LE SCUOLE PARITARIE E I "MUSCOLI" DELLO STATO
LE SCUOLE PARITARIE E I «MUSCOLI» DELLO STATO
di GIOVANNI COMINELLI da L’eco di Bergamo 28 luglio 2015
Dunque: secondo la Corte di Cassazione, le attività educative delle scuole pubbliche paritarie
sono da considerarsi «commerciali». E perciò debbono pagare l’Ici. La Conferenza episcopale protesta e fa notare che di questo passo le scuole cattoliche andranno verso la chiusura, come già
accaduto per molte altre. Si tratta dell’ennesimo scontro tra laici e cattolici, che si prolunga malinconicamente da un secolo e mezzo, sul tema decisivo della libertà di educazione. I termini
sono noti: solo gli alunni della scuola statale hanno diritto alla gratuità del servizio. Ciascuno costa allo Stato circa sette mila euro all’anno. E se un genitore sceglie una scuola non statale? Sono affari suoi. Poiché allo Stato un alunno paritario costa cinquecento euro all’anno, il resto è aggiunto dalla retta del genitore. Lo Stato risparmia miliardi. E questo sarebbe il commercio!
Inutile ribattere e controbattere con ogni argomento di buon senso. La sentenza non fa che riproporre un grumo ideologico del cervello sociale, che viene dalla Rivoluzione francese del 1789, che è passato nell’Italia liberale unitaria, che è stato indurito dal fascismo, che non è stato sciolto dalla Repubblica e che ha trovato nell’art. 33 della Costituzione – per quanto passibile di interpretazioni opposte - la sua consacrazione: che lo Stato è l’unico titolare dell’educazione.

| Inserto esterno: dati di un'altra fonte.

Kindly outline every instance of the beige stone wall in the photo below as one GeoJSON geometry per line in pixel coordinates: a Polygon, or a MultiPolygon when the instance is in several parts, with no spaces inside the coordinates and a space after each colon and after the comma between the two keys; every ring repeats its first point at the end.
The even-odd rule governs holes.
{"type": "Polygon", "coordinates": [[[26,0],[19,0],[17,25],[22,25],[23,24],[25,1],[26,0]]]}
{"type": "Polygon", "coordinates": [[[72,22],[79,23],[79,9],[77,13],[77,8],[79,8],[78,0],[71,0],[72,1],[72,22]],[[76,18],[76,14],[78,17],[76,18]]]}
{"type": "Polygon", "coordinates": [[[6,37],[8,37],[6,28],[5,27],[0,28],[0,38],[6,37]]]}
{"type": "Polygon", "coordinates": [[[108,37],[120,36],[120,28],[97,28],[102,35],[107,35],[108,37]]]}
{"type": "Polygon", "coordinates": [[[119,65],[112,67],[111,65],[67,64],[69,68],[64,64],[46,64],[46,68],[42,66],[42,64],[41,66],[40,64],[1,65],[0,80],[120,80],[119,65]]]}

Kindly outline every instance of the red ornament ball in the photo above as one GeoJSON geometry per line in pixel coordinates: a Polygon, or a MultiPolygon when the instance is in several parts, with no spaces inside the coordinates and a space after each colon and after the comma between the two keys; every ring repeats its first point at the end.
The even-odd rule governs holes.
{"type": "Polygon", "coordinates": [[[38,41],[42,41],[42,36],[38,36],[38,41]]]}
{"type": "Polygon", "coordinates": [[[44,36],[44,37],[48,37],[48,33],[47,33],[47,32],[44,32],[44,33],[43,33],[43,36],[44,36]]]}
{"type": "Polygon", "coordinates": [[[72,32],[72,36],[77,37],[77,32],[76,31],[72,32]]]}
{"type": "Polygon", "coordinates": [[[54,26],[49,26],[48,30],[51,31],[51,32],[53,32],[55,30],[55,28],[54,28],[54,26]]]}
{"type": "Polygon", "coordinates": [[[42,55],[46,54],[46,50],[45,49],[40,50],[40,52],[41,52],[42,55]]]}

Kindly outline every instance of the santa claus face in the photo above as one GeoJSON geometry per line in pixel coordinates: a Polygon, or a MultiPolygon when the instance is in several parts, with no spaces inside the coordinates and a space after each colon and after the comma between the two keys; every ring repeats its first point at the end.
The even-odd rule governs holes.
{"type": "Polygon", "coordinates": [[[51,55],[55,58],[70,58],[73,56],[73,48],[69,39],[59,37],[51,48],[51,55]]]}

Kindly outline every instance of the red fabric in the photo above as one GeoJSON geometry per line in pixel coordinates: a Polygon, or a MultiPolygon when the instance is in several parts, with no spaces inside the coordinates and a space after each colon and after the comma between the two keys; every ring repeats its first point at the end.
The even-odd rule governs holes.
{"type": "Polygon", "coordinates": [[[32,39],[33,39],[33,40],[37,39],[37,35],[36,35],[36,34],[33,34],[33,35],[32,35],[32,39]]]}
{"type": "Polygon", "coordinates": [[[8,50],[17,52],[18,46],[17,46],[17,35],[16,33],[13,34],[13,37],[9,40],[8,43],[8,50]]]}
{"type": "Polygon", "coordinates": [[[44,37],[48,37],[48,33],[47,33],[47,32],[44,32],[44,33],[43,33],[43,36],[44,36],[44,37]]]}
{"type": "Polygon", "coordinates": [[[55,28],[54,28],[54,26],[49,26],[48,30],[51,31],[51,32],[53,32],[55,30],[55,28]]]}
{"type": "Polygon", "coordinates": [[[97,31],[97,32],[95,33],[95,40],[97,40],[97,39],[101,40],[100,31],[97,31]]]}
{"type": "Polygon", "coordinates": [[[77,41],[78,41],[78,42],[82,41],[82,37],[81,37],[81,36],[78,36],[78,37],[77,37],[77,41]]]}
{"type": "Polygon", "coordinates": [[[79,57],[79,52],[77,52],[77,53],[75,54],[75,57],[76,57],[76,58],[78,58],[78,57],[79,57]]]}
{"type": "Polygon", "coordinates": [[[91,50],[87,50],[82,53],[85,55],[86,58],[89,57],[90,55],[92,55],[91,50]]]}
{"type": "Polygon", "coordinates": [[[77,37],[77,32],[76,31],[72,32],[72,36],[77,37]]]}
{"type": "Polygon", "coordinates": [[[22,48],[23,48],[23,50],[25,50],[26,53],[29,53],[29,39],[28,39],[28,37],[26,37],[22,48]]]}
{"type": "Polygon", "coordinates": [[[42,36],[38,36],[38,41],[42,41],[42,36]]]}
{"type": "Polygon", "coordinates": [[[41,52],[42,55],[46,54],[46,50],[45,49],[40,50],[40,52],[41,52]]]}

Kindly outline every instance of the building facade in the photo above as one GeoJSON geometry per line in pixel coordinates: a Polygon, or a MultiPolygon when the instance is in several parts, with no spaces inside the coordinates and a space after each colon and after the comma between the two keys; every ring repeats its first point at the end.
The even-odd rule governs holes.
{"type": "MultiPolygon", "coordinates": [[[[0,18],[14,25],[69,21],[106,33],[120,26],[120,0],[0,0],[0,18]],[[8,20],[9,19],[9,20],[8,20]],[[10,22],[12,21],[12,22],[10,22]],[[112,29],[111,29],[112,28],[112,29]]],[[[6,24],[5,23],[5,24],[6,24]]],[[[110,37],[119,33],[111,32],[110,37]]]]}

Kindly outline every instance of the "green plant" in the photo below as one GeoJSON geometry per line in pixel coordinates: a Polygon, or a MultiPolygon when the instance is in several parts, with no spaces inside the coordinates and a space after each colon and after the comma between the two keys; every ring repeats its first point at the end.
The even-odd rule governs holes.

Secondo lo Stato la famiglia non è un soggetto educativo affidabile, né da sola né associata con altre famiglie. Né lo sono le comunità culturali e religiose. Solo lo Stato garantisce la costruzione della cittadinanza e l’integrazione dei singoli nella società e nella comunità nazionale. Il ragionamento di Hegel, ideologo dello Stato prussiano e ammiratore di Napoleone, è radicale: la persona per diventare cittadino di Stato deve depurarsi delle proprie singolarità. La società civile può «stare insieme» solo attraverso lo Stato; la nazione si realizza solo nello Stato. Insomma: la statualità è il nuovo legame, la nuova «religio» – che lega orizzontalmente gli esseri umani, legandoli verticalmente a Dio. Lo Stato ha preso il posto di Dio. Ora, cosa trasforma una persona in cittadino-società-Stato? L’educazione. Solo che educare implica un’idea di persona, di società, di stato: perciò lo Stato educatore dispone, anche quando rivendica la neutralità ideologica, di una propria ideologia, che respiriamo come l’aria e di cui non ci accorgiamo. Un’ideologia incarnata non solo nei programmi, ma nell’organizzazione istituzionale e amministrativa. Un grande marxista, Louis Althusser, definiva lucidamente la scuola come «apparato ideologico di Stato». Questo è il senso comune che ha permeato le istituzioni, la cultura, la scuola, l’opinione pubblica. A questo fragile bastione continuano ad afferrarsi oggi quanti sono preoccupati del venire avanti, nel fiume della globalizzazione, di una società di minoranze – culturali, etniche e religiose - alle quali annettono una valenza divisiva, quasi che la fede religiosa fosse di per sé motore di conflitto. Si può costruire un assetto civile, non stato-centrico, dell’educazione? Occorre riconoscere alle famiglie il diritto/dovere di far crescere le persone-cittadini, di trasmettere «il sapere di civiltà». Occorre riconoscere alle famiglie, alle comunità sociali, culturali, religiose il diritto di istituire scuole o di scegliere la scuola che preferiscono. Tocca al Parlamento fissare la tavola dei valori condivisi, i parametri delle competenze europee del sapere di cittadinanza. Tocca al governo garantire il diritto allo studio per ciascun ragazzo, quale che sia la scuola che frequenti. Negare i soldi agli alunni delle scuole paritarie e poi accusarle di diventare scuole per ricchi è doppiezza intellettualmente disonesta.